教室に入ると、蒼真はいつものように窓際で本を読んでいた。
けれど、昨日の寄り道のせいか、彼の姿が少しだけ近く感じる。

胸がふわりと温かくなる。

「……おはよう」

声をかけると、蒼真は本を閉じて、ゆっくり顔を上げた。

「……おはよう」

その声は小さいのに、昨日よりも柔らかい。

席に戻ると、机の上に小さな紙切れが置いてあった。
誰かの落とし物かと思ったけれど、文字を見た瞬間、息が止まった。

――放課後、また少しだけ話せる?

蒼真の字だった。

胸が一気に熱くなる。
こんなふうに誘われるなんて、初めてだ。

放課後。
私は紙に書かれた場所――図書室へ向かった。

扉を開けると、蒼真が窓際に座っていた。
夕陽が差し込んで、彼の横顔がやわらかく光っている。

「……来た」

蒼真は本を閉じ、少しだけ照れたように視線をそらした。

「紙……見た?」

「うん。
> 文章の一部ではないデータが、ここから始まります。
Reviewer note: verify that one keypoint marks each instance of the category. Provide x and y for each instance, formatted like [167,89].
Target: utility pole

びっくりした」

「……ごめん。直接言うの、なんか……恥ずかしくて」

その言葉が可愛くて、胸がきゅっとなる。

「で、話って……?」

蒼真は少し迷ったように指先を動かし、
そしてぽつりと言った。

「……昨日の続き」

「続き?」

「……結衣のこと、考えてた」

心臓が跳ねた。

蒼真は視線を落とし、静かに続けた。

「なんで結衣だけ、怖くないのか……ずっと考えてた」

夕陽が沈みかけ、図書室が少し暗くなる。

「……答えはまだ分からないけど」

蒼真はゆっくりと顔を上げた。

「結衣といると……落ち着く」

その一言で、胸が熱くなる。

「……私もだよ」

気づいたら、自然に言葉がこぼれていた。

蒼真は驚いたように目を瞬き、
そして、ほんの少しだけ笑った。

「……そっか」

その笑顔は、今までで一番優しかった。

図書室の静けさの中で、
二人の心はまたひとつ、確かに近づいた。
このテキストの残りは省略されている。